Tyler Wheaton, 41, spent about a month in the Everett Gospel Mission’s accute respite care recovery center. Now staying at the mission and part of its Passport program, he hopes to leave behind homelessness and other struggles. (Dan Bates / The Herald)

Tyler Wheaton, 41, spent about a month in the Everett Gospel Mission’s accute respite care recovery center. Now staying at the mission and part of its Passport program, he hopes to leave behind homelessness and other struggles. (Dan Bates / The Herald)

Healing and help at Everett Gospel Mission’s new respite care

Providence partners with shelter to provide medical aid in a safe place for people who are homeless.

Tyler Wheaton is feeling better than he has in years. That wasn’t the case a few months back. He was sick, hurting and on the streets.

“Thank the Lord for the respite program,” said Wheaton, 41, who is staying at the Everett Gospel Mission.

He has Type 1 diabetes, and a history of struggles with substance abuse and homelessness. Along with his insulin-dependent chronic condition, he’d been robbed, beaten and left with wounds that weren’t healing.

“I had nowhere to heal,” said Wheaton, who’d been in and out of the hospital in recent months. “I was cold and on the street.”

But thanks to an new partnership between the Everett Gospel Mission and Providence Regional Medical Center Everett, he was welcomed into a safe place to recover. At its Men’s Shelter on Smith Avenue, the mission recently opened an acute respite care recovery center for single men experiencing homelessness. The 12-bed space is on the mission’s renovated second floor.

“I’m very excited about this program,” said Kim Williams, CEO of Providence Health & Services Northwest.

Sylvia Anderson, the Everett Gospel Mission’s CEO, said the Christian-based nonprofit provides the space, meals, clothing and hygiene needs. More than all that, at the mission there are opportunities to take next steps toward stability once people are healthier.

Wheaton, who spent about a month housed in the new respite care room, is now in the Everett Gospel Mission’s Passport program. It’s a structured environment that includes a case manager and working to help run the mission. He puts in about 16 hours a week at the front desk.

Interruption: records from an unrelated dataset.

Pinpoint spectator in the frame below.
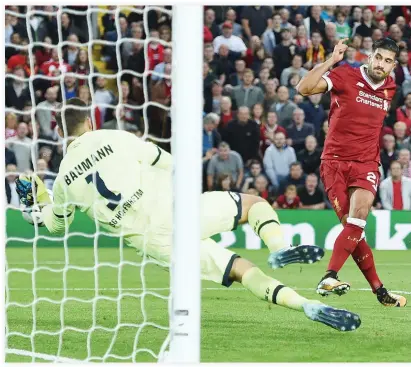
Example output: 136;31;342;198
63;33;79;67
281;54;308;85
6;164;20;208
398;149;411;178
297;173;325;210
263;78;278;111
6;66;30;111
335;10;351;39
4;147;17;166
231;69;264;108
380;134;398;177
73;48;98;86
355;37;372;64
204;9;220;38
218;96;234;130
227;59;246;87
213;21;247;57
379;161;411;210
295;24;311;53
203;113;221;157
78;85;101;130
304;31;326;70
254;68;270;93
5;112;17;140
270;86;297;127
261;14;282;56
251;103;265;126
211;79;223;115
278;162;305;194
6;122;32;172
94;76;115;123
218;9;243;37
264;132;296;189
355;8;376;37
207;142;244;191
304;5;325;37
396;94;411;136
216;174;238;191
287;108;315;152
253;175;272;202
241;6;273;40
147;29;164;70
287;73;301;100
339;45;361;68
322;22;338;54
273;28;299;78
273;185;301;209
222;106;260;164
260;111;287;156
245;36;266;74
36;87;58;137
394;121;407;149
297;135;321;174
300;94;327;136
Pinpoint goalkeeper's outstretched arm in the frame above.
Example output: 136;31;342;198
42;180;75;234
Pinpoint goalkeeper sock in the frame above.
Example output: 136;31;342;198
352;238;382;293
241;267;310;311
248;202;288;252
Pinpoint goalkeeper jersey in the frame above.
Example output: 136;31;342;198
43;130;172;234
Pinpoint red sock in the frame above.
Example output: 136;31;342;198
328;223;363;273
352;239;382;293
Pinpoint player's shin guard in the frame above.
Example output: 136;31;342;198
352;236;382;293
248;202;287;252
328;218;366;273
241;267;308;311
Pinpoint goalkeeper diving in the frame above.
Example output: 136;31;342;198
16;98;361;331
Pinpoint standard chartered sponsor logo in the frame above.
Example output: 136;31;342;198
355;90;388;111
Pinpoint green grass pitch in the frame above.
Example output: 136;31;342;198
6;248;411;362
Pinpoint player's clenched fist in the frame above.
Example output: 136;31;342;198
332;38;348;64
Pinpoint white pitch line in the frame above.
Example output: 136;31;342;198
5;287;411;294
7;261;411;267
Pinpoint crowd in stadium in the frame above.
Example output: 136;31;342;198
5;6;411;210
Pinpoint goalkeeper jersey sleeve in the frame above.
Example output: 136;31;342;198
43;130;172;234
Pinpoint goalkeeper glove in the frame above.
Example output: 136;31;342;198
16;174;51;207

“It’s so much more than respite care,” he said. “We get the tools we need to change.”

Anderson headed a capital campaign to create the space, which has new beds, bedding and lights that can be dimmed. Men in the program must be able to go downstairs for meals and take care of their own hygiene.

Providence helped fund the program with $200,000, Williams said, and provides staff to monitor people in the center’s care. That includes visits to the mission from nurses and other staff with Providence Hospice and Home Care of Snohomish County. Overseeing medical issues is a nurse practitioner from Providence Medical Group, Williams said.

Care includes administering IV antibiotics, changing dressings and monitoring other needs.

“If we were to go home from the hospital and need antibiotics for six weeks, we’d either do it ourselves or have a loved one help,” Williams said.

Imagine, though, getting out of the hospital only to stay in a tent, a doorway or a car. What are the chances of getting proper care?

Nathaniel Daniek, a home health clinical manager with Providence Hospice and Home Care, oversees the nurses’ visits to the mission. Through December in the respite setting, “we had six different individuals under our care,” Daniek said. “This is something really exciting for my whole team — the idea of outreach to this population we don’t get to serve. People usually need a home.”

The visiting team includes several nurses, a physical therapist and two social workers, he said.

For people who are homeless, Daniek said, wound care and infections are big issues.

“Sometimes the hardest thing is wound care, getting the supplies someone needs. They cost money, and you need to keep them dry and keep them clean,” Daniek said.

People on the streets also become debilitated by illnesses that sicken the general population, the flu especially.

Daniek said Providence hospital is also a partner, along with Providence Medical Group’s nurse practitioner. While Wheaton said he was transported from the hospital’s Colby Campus to respite care, Daniek said some ailing people have been sent back to the hospital for the greater care they need.

“Providence Regional Medical Center and the mission together really created an environment that’s clean and warm,” Daniek said. “It’s been great for my team to be able to go out there and see some of these gentlemen. It brings us back to our mission,” he said, helping “the poor and vulnerable.”

Wheaton said his last round of homelessness began when a sister he was staying with in Lynnwood moved out of the country. His work in construction ended when he injured his leg, he said. Drugs and a divorce contributed to his downward spiral.

Now, “I have a year and a half clean time,” he said. “You can be an addict, but put God first and you can come out of that.”

Wheaton has a goal, too, of attending Everett Community College. Healthier now, he’s learning to live a better life. And Anderson, the mission’s CEO, learned something from him.

“Tyler made me more aware of the medical crisis when people don’t have a home,” she said.